Roubou duas galinhas e quase foi enforcado

Como Hernán Cortés mantinha a disciplina entre seus comandados


No imaginário popular, ladrão de galinhas é o estrato mais baixo entre os gatunos de toda espécie. Pior, ainda, foi a situação de um soldado que, como parte do bando liderado por Hernán Cortés, invadiu o Império Asteca.

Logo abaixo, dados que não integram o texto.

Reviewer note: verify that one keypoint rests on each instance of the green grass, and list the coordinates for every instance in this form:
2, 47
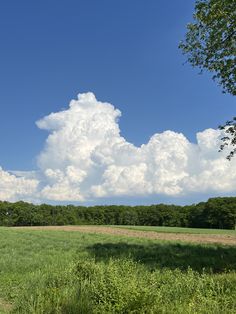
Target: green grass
70, 272
180, 230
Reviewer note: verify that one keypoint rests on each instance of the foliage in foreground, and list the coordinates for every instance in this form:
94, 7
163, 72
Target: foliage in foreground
68, 272
218, 213
125, 286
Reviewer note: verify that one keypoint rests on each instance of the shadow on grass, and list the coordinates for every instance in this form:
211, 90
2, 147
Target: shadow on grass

Antes, porém, que se efetuasse a chamada "conquista" do México, o soldado Mora quase perdeu o fôlego, e de uma vez por todas.
Tem a palavra Bernal Díaz del Castillo, outro aventureiro comandado por Cortés: 
"[...] partimos para Cempoal (¹) por outro caminho, [...] e estávamos descansando porque fazia sol forte, e vínhamos muito cansados, com as armas às costas, e um soldado que se chamava Fulano de Mora, natural de Ciudad Rodrigo, tomou duas galinhas de uma casa de índios daquele povoado [...]." (²)
Ora, leitores, os invasores europeus são frequentemente descritos como aves de rapina, para quem o roubo, a pilhagem, eram ferramentas úteis, quer para sobrevivência, quer para dominação. Mas havia quem prezasse algum sentimento cavalheiresco de honra, e, infelizmente para o ladrão, Hernán Cortés, ainda que ávido por ouro, era um desses. Portanto, não estava disposto a tolerar indisciplina entre seus soldados, mesmo porque o roubo das galinhas fora feito contra um povoado com o qual eles, espanhóis, haviam entrado em amizade. Para que seus sonhos dourados (³) de conquista vingassem, era indispensável ganhar e manter o apoio de nativos desafetos dos astecas.
Para azar do ladrãozinho, Cortés viu o que fizera. Disse Bernal Díaz:
"{...] Cortés ficou furioso com o que, diante dele, fez aquele soldado em um povoado de paz em tomar as galinhas, que logo mandou colocar uma corda em seu pescoço e teria sido enforcado, se Pedro de Alvarado, que estava junto de Cortés, não lhe cortasse a corda com a espada, e meio morto ficou o pobre soldado." (⁴)
Cortés era homem de vontade férrea. Para bem ou para mal, tratava de manter a disciplina entre os comandados, não fosse o caso de algum deles estragar seus planos. Era bom negociador, conversava bem, e não seria um ladrão de galinhas que iria impedi-lo de surrupiar algo infinitamente mais valioso: o tesouro de Montezuma, imperador asteca.

(1) ou Cempoala.
(2) CASTILLO, Bernal Díaz del. Verdadera Historia de los Sucesos de la Conquista de la Nueva España. Os trechos citados nesta postagem foram traduzidos por Marta Iansen, para uso exclusivamente no blog História & Outras Histórias.
(3) Sem intenção de trocadilho... 
(4) CASTILLO, Bernal Díaz del. Op. cit.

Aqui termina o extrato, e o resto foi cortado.